A Dedicated Cluster Parallel Computer (DCPC) is a collection of workstation gathered specifically for parallel computation. These machines typically do NOT have a display and keyboard, are usually stored physically close to one another, have a unified management facility, common software and file systems, and are pre-loaded with parallel software. By being dedicated, all nodes are available for parallel computation without impacting interactive users. By being physically close, specialized hardware such as very high performance networks can be employed to improve their performance.
A Pile of PCs (POPC) is a dedicated cluster of commodity components including CPUs, motherboards, memories, disks, network devices, etc. used to build a parallel computer system. The POPC differs from the DCPC primarily in that cost is allocated from "bigger" or "faster" nodes to MORE nodes. In addition, the upgrade path of a POPC is much more flexible, as most components adhere to public de facto standards.
A BEOWULF
is a POPC with software. The BEOWULF
project is one of building and integrating software components that make
a POPC architecture "feel" like a unified parallel computer. Thus,
a BEOWULF is
a
cluster,
its nodes are dedicated, the components are commodity, and
it includes software that provides a unified system image.

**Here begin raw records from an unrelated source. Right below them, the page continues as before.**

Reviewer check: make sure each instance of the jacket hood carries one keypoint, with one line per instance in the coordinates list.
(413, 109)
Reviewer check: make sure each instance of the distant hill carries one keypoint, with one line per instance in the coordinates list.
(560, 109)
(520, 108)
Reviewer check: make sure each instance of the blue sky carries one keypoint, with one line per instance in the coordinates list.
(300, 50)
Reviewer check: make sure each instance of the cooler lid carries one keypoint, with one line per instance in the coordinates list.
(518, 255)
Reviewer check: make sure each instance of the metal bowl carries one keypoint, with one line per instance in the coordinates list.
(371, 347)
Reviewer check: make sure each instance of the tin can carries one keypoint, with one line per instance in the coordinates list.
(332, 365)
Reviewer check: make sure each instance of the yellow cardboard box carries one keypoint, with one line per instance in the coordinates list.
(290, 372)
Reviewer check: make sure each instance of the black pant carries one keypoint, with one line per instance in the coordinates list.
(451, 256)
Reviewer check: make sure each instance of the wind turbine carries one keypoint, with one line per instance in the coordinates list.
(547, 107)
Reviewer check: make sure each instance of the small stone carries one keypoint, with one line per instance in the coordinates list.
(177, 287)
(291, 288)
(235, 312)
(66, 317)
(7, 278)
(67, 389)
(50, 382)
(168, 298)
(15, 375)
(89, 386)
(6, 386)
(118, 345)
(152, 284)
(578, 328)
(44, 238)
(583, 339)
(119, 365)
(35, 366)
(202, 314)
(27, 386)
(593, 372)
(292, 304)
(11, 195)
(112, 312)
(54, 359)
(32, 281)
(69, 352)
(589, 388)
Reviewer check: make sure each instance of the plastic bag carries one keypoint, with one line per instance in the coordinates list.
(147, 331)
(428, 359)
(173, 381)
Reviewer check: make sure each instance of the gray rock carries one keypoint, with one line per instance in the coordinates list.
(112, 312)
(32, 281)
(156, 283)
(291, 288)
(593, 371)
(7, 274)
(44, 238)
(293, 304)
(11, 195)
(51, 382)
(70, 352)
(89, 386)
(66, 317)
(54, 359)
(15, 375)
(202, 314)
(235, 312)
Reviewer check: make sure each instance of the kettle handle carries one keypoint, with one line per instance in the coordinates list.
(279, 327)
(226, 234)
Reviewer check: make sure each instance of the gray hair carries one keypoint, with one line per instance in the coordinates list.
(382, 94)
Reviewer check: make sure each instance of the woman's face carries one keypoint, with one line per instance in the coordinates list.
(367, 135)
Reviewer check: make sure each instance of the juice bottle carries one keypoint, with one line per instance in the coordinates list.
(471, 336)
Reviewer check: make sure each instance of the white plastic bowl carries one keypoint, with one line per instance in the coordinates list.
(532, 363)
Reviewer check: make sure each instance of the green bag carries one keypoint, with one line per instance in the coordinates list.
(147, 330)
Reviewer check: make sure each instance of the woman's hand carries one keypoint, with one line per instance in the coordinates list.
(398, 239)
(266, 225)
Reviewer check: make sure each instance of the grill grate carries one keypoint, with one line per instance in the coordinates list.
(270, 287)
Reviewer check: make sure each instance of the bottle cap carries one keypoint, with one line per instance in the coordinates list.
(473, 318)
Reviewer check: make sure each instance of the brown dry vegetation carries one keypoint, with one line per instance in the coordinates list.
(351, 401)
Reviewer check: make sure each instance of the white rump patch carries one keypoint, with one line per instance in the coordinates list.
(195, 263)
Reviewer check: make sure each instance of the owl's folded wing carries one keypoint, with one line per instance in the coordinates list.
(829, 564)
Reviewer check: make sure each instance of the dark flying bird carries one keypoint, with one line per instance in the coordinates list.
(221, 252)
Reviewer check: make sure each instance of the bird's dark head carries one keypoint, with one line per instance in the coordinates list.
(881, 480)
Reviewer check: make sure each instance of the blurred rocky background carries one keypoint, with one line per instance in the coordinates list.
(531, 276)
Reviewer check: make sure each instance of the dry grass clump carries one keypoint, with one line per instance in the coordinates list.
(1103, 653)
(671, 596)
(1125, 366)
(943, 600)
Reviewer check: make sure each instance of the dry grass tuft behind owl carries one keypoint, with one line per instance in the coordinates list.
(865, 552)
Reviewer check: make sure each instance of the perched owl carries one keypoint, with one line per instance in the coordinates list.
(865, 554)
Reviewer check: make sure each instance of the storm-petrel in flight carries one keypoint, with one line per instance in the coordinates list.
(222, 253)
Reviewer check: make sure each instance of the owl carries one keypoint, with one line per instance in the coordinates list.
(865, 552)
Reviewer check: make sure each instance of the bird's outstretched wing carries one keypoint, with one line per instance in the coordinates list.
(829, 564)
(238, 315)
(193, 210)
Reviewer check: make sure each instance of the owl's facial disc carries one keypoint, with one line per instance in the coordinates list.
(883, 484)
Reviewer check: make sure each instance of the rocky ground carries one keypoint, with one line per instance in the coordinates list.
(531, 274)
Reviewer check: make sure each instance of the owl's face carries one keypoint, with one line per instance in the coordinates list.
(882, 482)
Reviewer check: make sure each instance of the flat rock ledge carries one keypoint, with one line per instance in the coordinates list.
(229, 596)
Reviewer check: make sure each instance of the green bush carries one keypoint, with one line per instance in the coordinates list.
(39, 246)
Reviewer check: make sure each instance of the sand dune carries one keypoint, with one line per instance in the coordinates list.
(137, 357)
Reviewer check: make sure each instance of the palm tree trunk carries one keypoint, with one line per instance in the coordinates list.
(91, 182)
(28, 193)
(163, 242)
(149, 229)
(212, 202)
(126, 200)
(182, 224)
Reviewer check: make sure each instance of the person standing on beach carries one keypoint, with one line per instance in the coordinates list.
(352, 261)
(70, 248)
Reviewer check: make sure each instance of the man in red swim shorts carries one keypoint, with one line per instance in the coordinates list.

The nodes on a BEOWULF parallel computer are connected by the fastest network available. Most parallel processing applications need good network performance, so a certain amount of emphasis is placed here, depending on one's budget. To date, 100Mbps ethernet has been the favorite implementation medium. By far the most performance for the buck to be had is in 100BaseT switches. Switched networks give pretty good bandwidth and are fairly inexpensive. Other alternatives are Gigabit ethernet, fibre channel, FDDI, Myrinet, channel-bonded ethernet, and routed ethernet topologies.
The head or manager node of a BEOWULF parallel computer should be reserved for logins, compiling, and managing running applications, but NOT used for computation. There is a certain amount of disagreement on this between those who feel the unified system image is achieved by making every node in the machine (including the head) appear as an equal to all others, and those who feel the unified system image is achieved by treating compute nodes as resources used by programs. The latter approach postulates that the compute nodes should note even be logged into by users, rather they serve only as a target for parallel tasks to execute on. The author is in the latter camp and much of his writing will reflect this fact. At the same time, we must note the alternative opinions.
Finally, what makes a BEOWULF a BEOWULF is its software. The purpose of the software is to provide the unified system image that makes program development and execution as simple and straightforward as possible. This includes code for compiling and debugging, monitoring and managing, communicating and sharing, and performing I/O and computation. This software exists in the kernel, in libraries, in tools, and in packages. There is not a single bit of software that makes a BEOWULF, and there is not one configuration that is "right." BEOWULF is now and always will be a "roll-your-own" type of system, and users will be free to select the tools and methods that make the most sense for them. At the same time, those of us in the BEOWULF community will work to bring together what software there is, build what software there isn't, and provide our advice as to how best build a BEOWULF.